As we slip into a healthy evening routine our mind soon tunes in with our body, knowing when to expect sleep.

Can’t drift off? Stay up


The only thing worse than feeling wired at 11pm, when you’re willing yourself to sleep, is being wide awake at 3am, trying your best not to obsess over the time. At this point beauty sleep is out the window, the clock is ticking and dawn is on the horizon.

Tossing and turning will only amp-up anxiety, so if you can’t sleep, don’t force it.

– Get-up, leave the bedroom and do something relaxing such as reading, showering or drinking herbal tea. This will distract your mind from spiralling thoughts and it will press the reset button.

Remember that regularity is really important, so no matter what time you nod off, support your biological clock by getting up at the same time every day, including weekends.

One breath at a time


On the edge of sleep, your heart rate and breathing naturally slows but you can also induce sleep by slowing your body down first.

Give Progressive Muscle Relaxation a go. PMR is based upon the premise that mental calmness is a natural result of physical relaxation. It is an all-rounder, useful in pain and stress management, and also insomnia. 
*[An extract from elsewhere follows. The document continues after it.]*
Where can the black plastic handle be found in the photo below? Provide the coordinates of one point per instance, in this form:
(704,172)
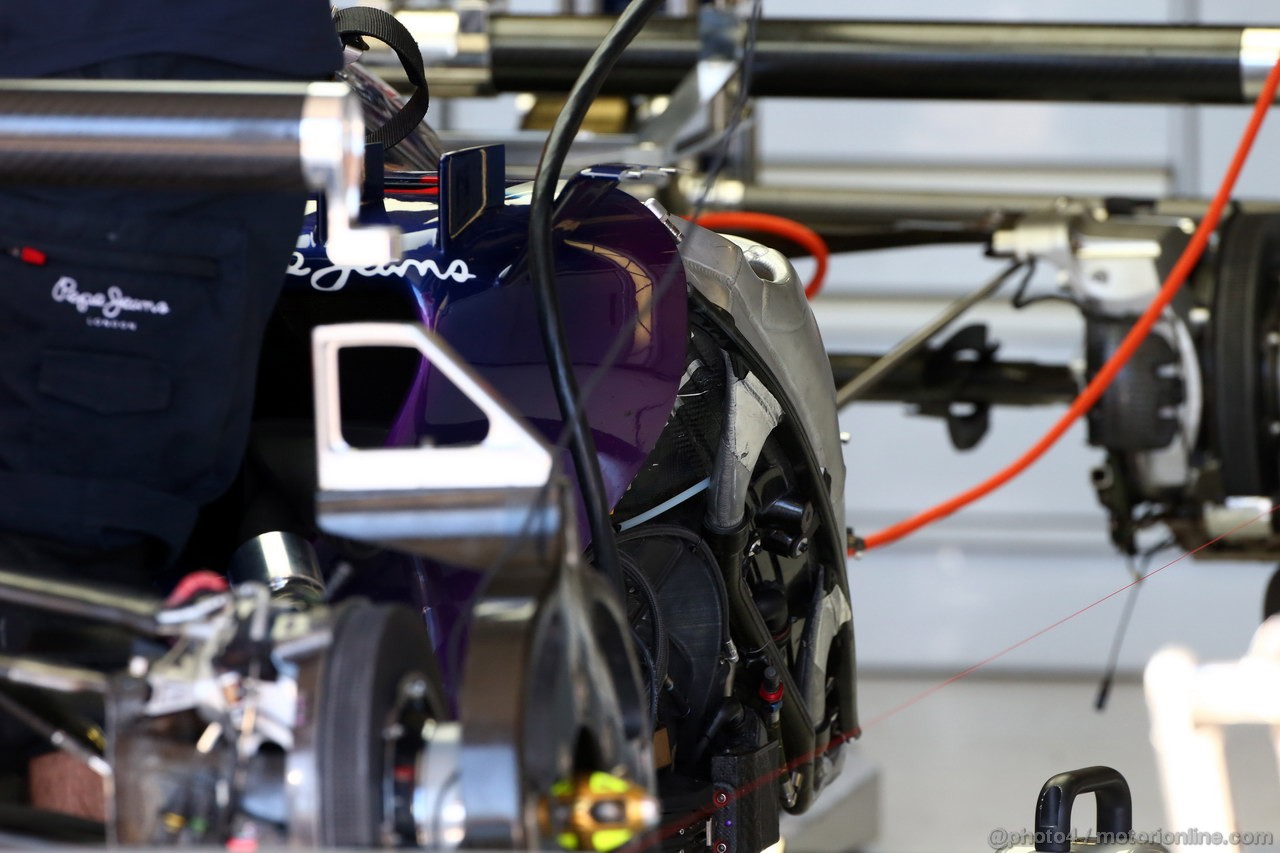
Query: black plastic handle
(1057,796)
This technique involves progressively moving up the body by tensing a group of muscles as you breathe in and gently letting-go as you breathe out. Read our detailed blog on PMR here.

Voice your worries


Kids aren’t the only ones scared of monsters creeping out at night. Once the lights go out, it’s easy for the mind to spin out of control, going from one tangent to the next. At night our thoughts can seem much darker than they did in the day. We replay things we did or didn’t say, moments that didn’t go to plan, or we forecast an unpredictable future. This is the case for many of us in the Covid-19 outbreak and it’s a very human response.  In fact, it’s been reported that many people experience panic attacks between 1:30 and 3:30am.

Has anyone ever mentioned that if you tell them your nightmares they won’t come back again to haunt you? There is a certain truth in this. The idea is to give voice to your worries by either saying them aloud or writing them down. This will bring clarity to the jumbled thoughts in your head and relieve some of the anxiety associated with them.



You know the scent when it hits you – earthy, herbal, sweet and floral. It instantly promotes the feeling of relaxation.

Lavender has been widely used in history as a gentle sedative to treat restlessness, nervousness and sleep disorders. 

There are many ways to benefit from lavender’s soothing properties. Try adding lavender essential oil to your bath or sleeping with a lavender bag near your pillow. By adding this scent to your wind-down routine, you’re brain will automatically associate it with a time to sleep.